Designer opens in Ferrymead
DUAL Design founder Caro Allison has been crafting fashionable clothing since the mid 1990s but the earthquakes have seen her Christchurch operation reduced to a tight fit temporary retail space.
The earthquakes "bowled" her Lyttelton store, but now Allison is ready to begin retail again in Christchurch in a tiny Ferrymead unit, such is her determination to begin a business expansion process for the second time.
She started the business from her own Lyttelton home in the 1990s with made to measure trousers for young men who were skaters or wanting to display urban street fashions. Soon their sisters were wearing the extra wide leg trousers, and then the mums.
"They started bringing their girlfriends, then the skaty urban stores saw them on the street and then got hold of me . . . for some reason they wanted wide leg in New Zealand and they weren't able to import them fast enough," Allison remembers.
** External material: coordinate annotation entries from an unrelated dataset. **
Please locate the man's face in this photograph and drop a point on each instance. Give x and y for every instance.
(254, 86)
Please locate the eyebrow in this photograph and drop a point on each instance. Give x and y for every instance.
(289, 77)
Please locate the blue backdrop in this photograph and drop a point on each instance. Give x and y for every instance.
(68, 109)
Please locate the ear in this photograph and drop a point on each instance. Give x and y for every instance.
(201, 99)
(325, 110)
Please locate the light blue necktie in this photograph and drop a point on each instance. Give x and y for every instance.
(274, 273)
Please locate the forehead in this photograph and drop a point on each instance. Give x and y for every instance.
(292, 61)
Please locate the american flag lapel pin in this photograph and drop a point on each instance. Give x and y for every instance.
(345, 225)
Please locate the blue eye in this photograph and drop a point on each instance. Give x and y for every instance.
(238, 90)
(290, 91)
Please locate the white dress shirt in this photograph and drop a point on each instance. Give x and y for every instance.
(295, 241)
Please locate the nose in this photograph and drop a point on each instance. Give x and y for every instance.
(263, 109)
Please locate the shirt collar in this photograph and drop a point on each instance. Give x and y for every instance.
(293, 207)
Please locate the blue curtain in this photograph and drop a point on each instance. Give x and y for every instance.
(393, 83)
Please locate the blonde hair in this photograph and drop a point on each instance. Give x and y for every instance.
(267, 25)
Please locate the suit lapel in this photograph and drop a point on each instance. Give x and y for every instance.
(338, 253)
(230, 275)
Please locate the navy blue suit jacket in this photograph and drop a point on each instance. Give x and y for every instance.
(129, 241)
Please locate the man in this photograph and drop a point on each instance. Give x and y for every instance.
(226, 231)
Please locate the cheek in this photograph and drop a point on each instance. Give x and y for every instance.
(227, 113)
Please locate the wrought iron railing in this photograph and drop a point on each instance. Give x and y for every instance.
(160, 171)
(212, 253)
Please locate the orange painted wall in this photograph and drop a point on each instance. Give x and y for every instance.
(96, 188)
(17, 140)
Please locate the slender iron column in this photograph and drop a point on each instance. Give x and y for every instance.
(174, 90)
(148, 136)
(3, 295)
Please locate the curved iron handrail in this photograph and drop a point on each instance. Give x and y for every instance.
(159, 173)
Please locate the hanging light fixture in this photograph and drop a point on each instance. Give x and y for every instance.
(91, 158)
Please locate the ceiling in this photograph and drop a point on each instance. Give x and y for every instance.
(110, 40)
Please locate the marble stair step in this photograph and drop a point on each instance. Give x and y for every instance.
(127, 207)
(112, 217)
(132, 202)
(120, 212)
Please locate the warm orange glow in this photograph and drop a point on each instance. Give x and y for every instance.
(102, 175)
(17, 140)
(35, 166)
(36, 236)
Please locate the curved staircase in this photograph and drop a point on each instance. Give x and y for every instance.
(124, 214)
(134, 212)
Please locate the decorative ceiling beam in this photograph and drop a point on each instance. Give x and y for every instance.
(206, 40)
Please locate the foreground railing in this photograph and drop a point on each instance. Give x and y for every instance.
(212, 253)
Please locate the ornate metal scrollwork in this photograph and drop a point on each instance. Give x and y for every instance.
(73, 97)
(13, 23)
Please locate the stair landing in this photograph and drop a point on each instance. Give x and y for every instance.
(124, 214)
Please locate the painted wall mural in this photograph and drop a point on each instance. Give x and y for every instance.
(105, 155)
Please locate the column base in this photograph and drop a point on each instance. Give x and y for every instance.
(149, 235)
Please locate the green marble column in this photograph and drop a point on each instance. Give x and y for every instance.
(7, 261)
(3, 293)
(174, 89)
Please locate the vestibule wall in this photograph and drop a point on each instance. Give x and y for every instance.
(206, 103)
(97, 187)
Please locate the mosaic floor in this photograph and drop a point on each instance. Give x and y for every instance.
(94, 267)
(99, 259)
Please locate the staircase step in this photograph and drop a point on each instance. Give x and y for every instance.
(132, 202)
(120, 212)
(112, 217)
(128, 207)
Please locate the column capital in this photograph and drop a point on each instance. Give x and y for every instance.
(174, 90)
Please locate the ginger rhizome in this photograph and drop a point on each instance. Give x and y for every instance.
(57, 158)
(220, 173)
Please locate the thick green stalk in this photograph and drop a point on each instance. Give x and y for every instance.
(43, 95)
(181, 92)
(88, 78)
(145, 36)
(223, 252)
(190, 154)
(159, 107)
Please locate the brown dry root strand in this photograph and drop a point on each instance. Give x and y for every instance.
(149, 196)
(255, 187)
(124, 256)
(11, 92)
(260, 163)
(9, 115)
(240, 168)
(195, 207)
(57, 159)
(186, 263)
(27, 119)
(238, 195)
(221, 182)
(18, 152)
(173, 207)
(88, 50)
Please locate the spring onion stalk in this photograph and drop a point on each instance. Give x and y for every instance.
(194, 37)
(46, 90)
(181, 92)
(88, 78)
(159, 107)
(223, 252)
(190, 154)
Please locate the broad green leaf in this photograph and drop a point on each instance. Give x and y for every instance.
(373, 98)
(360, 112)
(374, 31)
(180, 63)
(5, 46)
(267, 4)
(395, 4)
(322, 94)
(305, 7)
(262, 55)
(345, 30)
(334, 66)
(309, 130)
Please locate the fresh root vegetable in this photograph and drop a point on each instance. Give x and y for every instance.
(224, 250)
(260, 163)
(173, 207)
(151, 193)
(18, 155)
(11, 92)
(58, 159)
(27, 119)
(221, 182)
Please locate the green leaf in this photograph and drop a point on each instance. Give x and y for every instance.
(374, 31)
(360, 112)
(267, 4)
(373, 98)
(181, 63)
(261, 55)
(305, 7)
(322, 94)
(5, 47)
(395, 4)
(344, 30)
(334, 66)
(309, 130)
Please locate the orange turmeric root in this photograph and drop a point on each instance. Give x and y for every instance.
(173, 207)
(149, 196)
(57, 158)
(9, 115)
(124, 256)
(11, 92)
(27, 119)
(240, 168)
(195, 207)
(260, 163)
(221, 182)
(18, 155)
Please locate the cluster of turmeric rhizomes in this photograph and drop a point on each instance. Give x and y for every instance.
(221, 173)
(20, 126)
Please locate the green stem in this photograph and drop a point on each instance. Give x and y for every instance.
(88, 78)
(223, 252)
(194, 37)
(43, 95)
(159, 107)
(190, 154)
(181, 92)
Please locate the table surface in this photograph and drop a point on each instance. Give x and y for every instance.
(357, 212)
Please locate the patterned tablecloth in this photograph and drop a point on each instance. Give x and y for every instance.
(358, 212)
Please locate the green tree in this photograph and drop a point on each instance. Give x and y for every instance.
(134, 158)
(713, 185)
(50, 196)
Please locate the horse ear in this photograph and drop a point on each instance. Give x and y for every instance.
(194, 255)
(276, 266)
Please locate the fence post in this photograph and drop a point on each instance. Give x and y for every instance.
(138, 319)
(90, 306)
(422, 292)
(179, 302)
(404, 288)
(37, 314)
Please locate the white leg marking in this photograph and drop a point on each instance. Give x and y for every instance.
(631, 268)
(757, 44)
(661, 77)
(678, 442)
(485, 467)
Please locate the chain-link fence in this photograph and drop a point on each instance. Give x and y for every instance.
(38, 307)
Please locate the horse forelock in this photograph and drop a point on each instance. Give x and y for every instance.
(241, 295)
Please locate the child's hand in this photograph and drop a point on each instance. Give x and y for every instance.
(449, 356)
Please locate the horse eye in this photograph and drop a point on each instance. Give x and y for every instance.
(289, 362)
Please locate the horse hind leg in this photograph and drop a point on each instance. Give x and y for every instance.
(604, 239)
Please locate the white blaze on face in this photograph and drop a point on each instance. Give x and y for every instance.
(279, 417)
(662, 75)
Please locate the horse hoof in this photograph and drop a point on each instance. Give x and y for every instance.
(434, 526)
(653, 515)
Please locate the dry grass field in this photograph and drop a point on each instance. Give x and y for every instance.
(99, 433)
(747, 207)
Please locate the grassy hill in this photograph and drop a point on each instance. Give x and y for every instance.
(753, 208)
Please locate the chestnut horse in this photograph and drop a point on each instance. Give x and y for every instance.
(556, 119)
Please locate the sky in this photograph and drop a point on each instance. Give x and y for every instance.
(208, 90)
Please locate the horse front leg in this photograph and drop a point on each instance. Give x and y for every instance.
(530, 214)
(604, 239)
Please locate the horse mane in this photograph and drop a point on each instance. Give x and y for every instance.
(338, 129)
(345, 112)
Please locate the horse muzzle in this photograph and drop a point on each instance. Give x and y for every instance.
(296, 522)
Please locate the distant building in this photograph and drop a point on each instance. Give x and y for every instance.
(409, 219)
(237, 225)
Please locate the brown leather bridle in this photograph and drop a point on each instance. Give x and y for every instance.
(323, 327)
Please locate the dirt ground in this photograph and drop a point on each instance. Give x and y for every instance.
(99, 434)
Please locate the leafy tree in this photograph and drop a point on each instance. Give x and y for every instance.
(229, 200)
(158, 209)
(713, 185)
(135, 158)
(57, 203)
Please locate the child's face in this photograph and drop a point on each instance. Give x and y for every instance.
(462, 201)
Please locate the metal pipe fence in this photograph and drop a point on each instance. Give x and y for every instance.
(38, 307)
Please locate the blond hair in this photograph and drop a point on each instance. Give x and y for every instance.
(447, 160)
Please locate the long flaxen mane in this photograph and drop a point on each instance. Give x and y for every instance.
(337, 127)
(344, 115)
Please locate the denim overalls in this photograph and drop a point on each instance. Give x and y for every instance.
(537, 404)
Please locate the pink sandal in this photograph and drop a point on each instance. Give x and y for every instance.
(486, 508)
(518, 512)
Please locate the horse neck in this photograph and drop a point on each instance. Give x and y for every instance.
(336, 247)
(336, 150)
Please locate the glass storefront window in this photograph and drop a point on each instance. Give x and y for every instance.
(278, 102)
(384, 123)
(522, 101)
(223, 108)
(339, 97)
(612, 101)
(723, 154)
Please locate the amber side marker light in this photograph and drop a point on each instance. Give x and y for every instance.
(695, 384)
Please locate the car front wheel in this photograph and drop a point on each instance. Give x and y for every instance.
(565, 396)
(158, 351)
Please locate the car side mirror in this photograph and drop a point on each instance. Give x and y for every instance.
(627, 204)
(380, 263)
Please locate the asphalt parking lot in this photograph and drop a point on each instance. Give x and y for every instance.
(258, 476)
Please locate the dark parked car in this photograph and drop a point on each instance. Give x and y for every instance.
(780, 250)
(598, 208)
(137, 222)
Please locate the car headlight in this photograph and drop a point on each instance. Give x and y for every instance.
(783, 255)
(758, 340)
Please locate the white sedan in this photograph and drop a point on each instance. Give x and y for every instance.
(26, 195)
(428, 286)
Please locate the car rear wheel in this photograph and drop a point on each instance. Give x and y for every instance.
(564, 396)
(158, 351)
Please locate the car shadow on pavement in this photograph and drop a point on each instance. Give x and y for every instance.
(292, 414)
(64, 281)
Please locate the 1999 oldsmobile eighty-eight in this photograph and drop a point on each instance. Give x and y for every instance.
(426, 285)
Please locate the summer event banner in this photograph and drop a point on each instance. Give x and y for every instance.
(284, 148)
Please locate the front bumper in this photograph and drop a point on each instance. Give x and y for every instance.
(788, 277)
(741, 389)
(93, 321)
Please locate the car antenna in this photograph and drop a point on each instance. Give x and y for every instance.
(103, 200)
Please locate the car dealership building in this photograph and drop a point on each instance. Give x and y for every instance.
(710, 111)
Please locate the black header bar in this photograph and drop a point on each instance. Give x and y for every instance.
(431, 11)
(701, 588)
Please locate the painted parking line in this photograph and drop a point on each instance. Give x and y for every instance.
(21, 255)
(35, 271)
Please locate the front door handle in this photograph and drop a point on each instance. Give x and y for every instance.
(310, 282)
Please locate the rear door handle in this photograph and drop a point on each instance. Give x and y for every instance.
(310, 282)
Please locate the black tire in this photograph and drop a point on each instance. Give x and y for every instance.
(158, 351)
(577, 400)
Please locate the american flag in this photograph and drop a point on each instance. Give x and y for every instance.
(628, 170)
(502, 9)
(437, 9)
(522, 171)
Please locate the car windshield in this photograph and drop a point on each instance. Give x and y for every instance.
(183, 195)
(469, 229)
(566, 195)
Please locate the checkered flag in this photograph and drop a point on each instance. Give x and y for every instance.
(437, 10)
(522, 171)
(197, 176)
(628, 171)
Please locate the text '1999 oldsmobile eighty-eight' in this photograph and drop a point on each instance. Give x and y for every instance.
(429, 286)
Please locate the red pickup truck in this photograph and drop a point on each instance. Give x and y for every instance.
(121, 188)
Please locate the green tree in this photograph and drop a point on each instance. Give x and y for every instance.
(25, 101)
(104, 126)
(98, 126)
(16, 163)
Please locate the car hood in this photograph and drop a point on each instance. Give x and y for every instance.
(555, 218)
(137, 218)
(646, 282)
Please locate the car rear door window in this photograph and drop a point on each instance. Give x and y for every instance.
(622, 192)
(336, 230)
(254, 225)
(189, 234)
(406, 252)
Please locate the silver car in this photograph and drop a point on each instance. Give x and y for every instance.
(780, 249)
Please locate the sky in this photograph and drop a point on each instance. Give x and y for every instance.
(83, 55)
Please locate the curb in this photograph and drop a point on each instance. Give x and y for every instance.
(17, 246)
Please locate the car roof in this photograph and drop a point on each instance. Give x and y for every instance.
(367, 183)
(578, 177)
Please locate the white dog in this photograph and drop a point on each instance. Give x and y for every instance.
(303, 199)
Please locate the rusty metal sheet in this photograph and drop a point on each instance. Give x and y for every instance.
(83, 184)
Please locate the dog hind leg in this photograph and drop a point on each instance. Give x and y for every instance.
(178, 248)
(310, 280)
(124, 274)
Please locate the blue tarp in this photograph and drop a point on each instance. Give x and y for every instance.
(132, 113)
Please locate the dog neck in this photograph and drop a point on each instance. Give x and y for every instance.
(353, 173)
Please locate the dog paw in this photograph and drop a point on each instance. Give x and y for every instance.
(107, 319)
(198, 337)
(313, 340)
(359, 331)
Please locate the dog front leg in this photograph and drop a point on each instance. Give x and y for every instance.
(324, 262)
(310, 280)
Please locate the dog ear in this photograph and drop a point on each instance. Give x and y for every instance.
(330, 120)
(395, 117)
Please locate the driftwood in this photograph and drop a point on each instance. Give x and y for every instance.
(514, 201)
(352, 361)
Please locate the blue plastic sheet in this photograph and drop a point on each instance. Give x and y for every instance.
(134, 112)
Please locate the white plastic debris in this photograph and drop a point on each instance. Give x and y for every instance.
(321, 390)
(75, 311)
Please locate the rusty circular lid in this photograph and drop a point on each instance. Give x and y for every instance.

The first label was DEMO but in 2003 Allison changed it to DUAL and opened a number of retail outlets including Lyttelton, Matakana (north of Warkworth) and Pukekohe.
In January 2011 she and her daughter Sam travelled north to run the Matakana Store but they were back in Christchurch by July 2011 to help consolidate the business after the earthquake damage closed the Lyttelton shop.
A health scare with multiple sclerosis, now in remission, persuaded her also to close Pukekohe.
Allison and her small business team have been working to open the DUAL store at Settlers Cres, Ferrymead, and will launch the outlet today.
Later she hopes to shift to The Tannery Boutique Shopping Emporium, being redeveloped by Alasdair Cassels in Woolston.
She loves clothes design but finds administration and running a small business eats into her design time.
However, she has built up a good team of about seven, while also outsourcing some of the manufacture of clothes to Sockburn-based Treallus.
"My biggest challenge is sitting down and designing. You end up administrating or organising."
She has increased her designs too, to include skirts, merino tops, tunics, and jackets as well as tops for men. Some of her products, particularly the coats, could be tailored for the client and skirts and trousers had a very long life for wearers, she said.
She had diversified into supplying staff uniforms for outdoors groups including the Treble Cone skifield operators, and this year would chase other operators such as those at Cardrona.
But she does not want to work too hard fulfilling orders, and run the risk of falling ill again.
"Now I'm really listening to my intuition as to what feels right, because when I opened Pukekohe I had doubts and if I'd listened to those I wouldn't have opened there . . . we weren't known and in Auckland it takes a long time to establish a fashion label."